Due to the pandemic, it has been 2 years since I have gone to the dentist. Not good. So I finally went. 9 cavities later. Sigh. Anyway, fibromyalgia can cause some dental and mouth issues.
One of the most common comorbid issues we have with fibromyalgia is TMJ and Bruxism. I have pretty severe TMJ (which I am sure is awesome for my migraine disease). But we have to be aware of the TMJ because not only does it cause a lot of facial and jaw pain but it can make your teeth hurt due to the nerves involved… so, no, you don’t need that root canal when it is actually just stemming from jaw pain, but, yeah, maybe do something to help with the jaw pain. And I have Bruxism, where I clench my teeth pretty hard as I sleep but do not grind them. This is pretty common since I also have Restless Leg Syndrome and Periodic Leg Movement. (Those are all linked: Read: Restless Legs Syndrome: Teeth Clenching Connection and Treatment).
Anyway, clenching and grinding your teeth can damage them. TMJ can cause a whole lot of jaw pain. And headaches. And aggravate migraines if you have them. The main treatment is a mouth guard which is expressive. But my dentist said you can order the one’s off amazon and see if they work first.
Gum pain and inflammation
There is some anecdotal evidence that we experience more bleeding gums, gum sensitivity that would make going to the dentist more painful for us. This does make sense given we have more sensitivity to pain overall and inflammation. I have had constant problems with gum sensitivity. I kept telling them it doesn’t Matter how many times I brush my teeth, they are Still sensitive.
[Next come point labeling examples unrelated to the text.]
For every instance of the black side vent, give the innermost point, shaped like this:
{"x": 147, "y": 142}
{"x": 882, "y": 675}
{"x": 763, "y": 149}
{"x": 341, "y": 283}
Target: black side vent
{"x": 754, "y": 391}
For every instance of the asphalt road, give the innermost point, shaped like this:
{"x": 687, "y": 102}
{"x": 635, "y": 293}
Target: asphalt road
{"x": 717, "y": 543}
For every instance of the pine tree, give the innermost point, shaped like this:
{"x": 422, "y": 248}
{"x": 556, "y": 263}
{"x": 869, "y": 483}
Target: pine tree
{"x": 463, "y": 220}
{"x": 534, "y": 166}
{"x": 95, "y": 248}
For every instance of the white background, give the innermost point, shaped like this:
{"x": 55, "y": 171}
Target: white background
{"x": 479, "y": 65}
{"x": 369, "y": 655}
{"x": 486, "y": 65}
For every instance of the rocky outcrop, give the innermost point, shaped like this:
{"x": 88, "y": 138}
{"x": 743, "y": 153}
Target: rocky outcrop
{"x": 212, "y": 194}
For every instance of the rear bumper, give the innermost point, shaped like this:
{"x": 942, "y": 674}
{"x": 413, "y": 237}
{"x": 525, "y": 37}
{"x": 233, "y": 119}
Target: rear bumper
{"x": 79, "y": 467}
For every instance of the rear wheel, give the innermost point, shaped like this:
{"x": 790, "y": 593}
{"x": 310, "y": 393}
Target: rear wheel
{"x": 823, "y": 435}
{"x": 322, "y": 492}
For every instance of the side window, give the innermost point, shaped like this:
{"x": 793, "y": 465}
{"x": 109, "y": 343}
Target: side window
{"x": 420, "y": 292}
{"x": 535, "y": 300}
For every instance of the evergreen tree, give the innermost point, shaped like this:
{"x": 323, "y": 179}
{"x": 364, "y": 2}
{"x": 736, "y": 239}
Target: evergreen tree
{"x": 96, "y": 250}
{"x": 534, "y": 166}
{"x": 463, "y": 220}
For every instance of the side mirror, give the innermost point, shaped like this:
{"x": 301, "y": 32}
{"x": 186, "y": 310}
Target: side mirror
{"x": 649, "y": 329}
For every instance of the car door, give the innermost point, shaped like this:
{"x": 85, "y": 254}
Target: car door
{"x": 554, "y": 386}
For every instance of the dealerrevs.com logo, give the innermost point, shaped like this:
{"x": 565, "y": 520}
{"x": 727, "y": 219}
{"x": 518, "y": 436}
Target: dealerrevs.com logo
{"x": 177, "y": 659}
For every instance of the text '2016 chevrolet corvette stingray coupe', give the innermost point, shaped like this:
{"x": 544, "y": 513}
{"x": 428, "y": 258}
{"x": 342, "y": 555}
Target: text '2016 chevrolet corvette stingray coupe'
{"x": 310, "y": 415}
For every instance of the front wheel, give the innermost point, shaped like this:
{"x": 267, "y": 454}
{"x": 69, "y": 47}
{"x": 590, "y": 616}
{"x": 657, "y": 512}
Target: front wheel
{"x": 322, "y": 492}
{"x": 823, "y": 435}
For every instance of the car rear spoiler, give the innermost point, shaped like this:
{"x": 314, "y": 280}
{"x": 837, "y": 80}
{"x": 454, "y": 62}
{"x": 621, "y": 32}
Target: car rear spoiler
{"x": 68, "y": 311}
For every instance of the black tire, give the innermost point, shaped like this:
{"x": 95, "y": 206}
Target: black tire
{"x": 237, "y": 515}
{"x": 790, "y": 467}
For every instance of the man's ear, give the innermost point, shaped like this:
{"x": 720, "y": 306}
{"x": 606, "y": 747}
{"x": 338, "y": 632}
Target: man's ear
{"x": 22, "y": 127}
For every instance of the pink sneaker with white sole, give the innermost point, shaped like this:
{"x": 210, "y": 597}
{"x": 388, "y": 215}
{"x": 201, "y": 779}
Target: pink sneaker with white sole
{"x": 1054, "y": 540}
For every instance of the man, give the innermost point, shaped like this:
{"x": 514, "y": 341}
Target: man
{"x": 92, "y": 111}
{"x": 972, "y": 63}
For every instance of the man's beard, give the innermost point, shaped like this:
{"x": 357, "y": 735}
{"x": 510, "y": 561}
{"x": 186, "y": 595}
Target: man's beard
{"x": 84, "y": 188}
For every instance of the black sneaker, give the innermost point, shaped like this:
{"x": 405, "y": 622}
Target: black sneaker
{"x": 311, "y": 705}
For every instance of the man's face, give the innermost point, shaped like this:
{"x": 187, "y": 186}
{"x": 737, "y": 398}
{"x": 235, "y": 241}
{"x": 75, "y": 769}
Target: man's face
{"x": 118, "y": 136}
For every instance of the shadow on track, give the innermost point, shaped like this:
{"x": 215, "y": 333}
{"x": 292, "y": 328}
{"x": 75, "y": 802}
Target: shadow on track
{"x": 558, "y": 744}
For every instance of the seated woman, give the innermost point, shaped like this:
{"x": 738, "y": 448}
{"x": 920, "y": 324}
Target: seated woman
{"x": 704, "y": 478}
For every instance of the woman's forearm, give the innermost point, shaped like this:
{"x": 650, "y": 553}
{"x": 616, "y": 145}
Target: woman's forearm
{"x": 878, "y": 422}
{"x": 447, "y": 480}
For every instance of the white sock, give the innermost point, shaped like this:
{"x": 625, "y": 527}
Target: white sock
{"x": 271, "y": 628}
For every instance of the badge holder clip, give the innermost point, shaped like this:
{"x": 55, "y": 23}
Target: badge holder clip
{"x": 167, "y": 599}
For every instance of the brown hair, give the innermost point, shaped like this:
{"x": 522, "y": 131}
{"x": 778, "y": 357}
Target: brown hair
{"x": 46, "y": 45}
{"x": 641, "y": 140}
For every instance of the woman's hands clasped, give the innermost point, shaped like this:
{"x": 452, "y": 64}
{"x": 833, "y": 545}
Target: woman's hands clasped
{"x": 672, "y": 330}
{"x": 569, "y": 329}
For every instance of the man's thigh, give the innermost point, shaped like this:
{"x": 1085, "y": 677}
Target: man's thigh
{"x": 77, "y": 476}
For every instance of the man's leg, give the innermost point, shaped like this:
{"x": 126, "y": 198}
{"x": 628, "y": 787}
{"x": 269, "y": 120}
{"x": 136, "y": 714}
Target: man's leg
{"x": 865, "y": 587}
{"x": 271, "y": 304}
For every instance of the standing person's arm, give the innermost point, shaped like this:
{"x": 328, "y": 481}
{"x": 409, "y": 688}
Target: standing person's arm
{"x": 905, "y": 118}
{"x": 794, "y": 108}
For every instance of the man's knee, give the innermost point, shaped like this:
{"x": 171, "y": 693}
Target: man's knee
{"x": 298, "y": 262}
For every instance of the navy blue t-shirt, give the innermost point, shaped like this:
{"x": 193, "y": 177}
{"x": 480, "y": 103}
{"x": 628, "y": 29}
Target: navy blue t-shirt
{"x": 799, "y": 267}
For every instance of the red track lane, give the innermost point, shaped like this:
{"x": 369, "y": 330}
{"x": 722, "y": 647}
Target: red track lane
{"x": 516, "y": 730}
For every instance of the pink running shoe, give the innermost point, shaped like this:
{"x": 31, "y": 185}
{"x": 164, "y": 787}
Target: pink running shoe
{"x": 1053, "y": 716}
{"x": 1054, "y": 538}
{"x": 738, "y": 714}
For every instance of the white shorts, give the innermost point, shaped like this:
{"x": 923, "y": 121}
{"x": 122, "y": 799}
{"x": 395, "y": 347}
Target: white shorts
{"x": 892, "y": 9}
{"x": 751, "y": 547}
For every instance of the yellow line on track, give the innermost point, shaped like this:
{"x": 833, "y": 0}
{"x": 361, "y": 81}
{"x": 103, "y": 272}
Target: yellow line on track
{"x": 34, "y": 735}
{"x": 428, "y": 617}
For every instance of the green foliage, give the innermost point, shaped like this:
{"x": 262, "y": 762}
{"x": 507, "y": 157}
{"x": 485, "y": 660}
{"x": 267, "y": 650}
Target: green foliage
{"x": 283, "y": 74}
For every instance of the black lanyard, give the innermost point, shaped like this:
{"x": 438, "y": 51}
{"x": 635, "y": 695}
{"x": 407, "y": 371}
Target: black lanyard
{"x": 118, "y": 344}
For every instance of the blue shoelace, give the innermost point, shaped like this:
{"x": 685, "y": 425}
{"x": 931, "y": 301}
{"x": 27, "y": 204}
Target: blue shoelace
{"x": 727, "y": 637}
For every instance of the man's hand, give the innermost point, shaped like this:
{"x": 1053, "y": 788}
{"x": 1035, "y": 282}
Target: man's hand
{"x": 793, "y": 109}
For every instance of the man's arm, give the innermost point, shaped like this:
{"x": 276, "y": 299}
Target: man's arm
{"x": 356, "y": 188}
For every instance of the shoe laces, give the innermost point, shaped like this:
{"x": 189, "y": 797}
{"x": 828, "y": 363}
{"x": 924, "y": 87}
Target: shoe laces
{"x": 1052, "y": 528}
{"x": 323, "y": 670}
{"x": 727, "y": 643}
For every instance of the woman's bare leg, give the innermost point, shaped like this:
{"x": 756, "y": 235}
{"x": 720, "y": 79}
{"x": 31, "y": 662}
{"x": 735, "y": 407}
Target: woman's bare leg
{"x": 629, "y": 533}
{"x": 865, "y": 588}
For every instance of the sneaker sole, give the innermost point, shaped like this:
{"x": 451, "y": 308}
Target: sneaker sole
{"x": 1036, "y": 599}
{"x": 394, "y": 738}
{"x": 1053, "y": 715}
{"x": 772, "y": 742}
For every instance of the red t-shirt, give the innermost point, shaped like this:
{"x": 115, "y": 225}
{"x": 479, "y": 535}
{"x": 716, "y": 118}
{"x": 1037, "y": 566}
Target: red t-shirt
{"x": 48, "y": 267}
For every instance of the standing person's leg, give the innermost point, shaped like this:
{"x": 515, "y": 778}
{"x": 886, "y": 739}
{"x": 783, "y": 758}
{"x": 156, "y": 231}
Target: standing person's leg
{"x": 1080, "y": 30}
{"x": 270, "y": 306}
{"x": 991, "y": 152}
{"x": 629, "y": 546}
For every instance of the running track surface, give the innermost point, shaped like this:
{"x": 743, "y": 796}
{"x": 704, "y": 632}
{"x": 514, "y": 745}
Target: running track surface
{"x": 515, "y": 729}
Even before I was put on medications I had dry mouth and was constantly thirsty as a result. And later when I was diagnosed and put on medications, well, that was compounded. Dry mouth is an issue because it can cause a lot of dental problems. It leads to enamel erosion, and the teeth are left vulnerable to tooth decay (definitely for me) and also root canal infections. Dry mouth actually causes a lot of problems that we just don’t think about.
There are a lot of dry mouth products that can help. This is the one my dentist particularly recommends. I can use them during the day but also, specifically, at night to ensure my mouth gets moisture all night long:
Not only does a lot of medication cause dry mouth, which as I said, causes a lot of issues- especially, if like me, you Had dry mouth already as a symptom. But some medications we are put on for fibromyalgia or our comorbid conditions such as steroids in long-term use can cause bone loss over time. (See: 3 medications that can cause bone loss). As a result, I have Osteopenia bone loss and have to take Vitamin D and Calcium. Osteopenia can be a risk factor for tooth loss.
For me, I realize I have to go to every dentist appointment my insurance will cover to monitor my teeth regularly at this point. I am fortunate I had exceptional teeth as a kid such that all these issues compounding now, causing a lot of cavities and such, are not as bad as they would be if I started off bad. But I really have to keep on top of them at this point.
I should also note since we have a lowered immune system we can be prone to certain infections. I take an asthma preventative and have had thrush 3 times from that and if I go on an antibiotic, which I had to recently (see previous post) I got thrush Again. It is really easy to get with a crappy immune system. So with my asthma med not only to I rinse my mouth really, really well but I then brush my teeth right after and then rinse my mouth Again in order to prevent that from happening. It is insanely annoying to get that.
I know that for me going to the dentist is painful for my jaw, with the TMJ issues. And aggravating for my vertigo. So they know they have to split my appointments up a lot and give me ‘jaw’ breaks during it. So I have 4 appointments. One was a cleaning and 3 are for the cavities that I accumulated during the pandemic. So make sure you discuss your issues with your dentist. Including your medications because they will be aware of any dry mouth issues and treatments that could help you.
I was just thinking I should add the fact that cost is a major factor here. Like a HUGE factor. The reason I can go to the dentist at all is that I remain on my work long-term insurance and have my spousal insurance to cover the remainder.
I do have provincial disability insurance, but if that is All I had, I wouldn’t be able to cover the outstanding amount with my fixed income and budget of literally no extra expendable money. Saving up for basic dental work would be a real luxury. And when you consider all the health concerns that affect my teeth and the research on risk factors if your teeth are not taken care of this is an issue.
That is the whole point to my dentist pointing out buying a mouth guard for my TMJ elsewhere- because even with coverage it isn’t fully covered and I can’t afford it. But obviously having one would have an impact as it would help with my jaw pain and likely benefit my migraine disease as well. Literally anything other than the basics I can’t get done.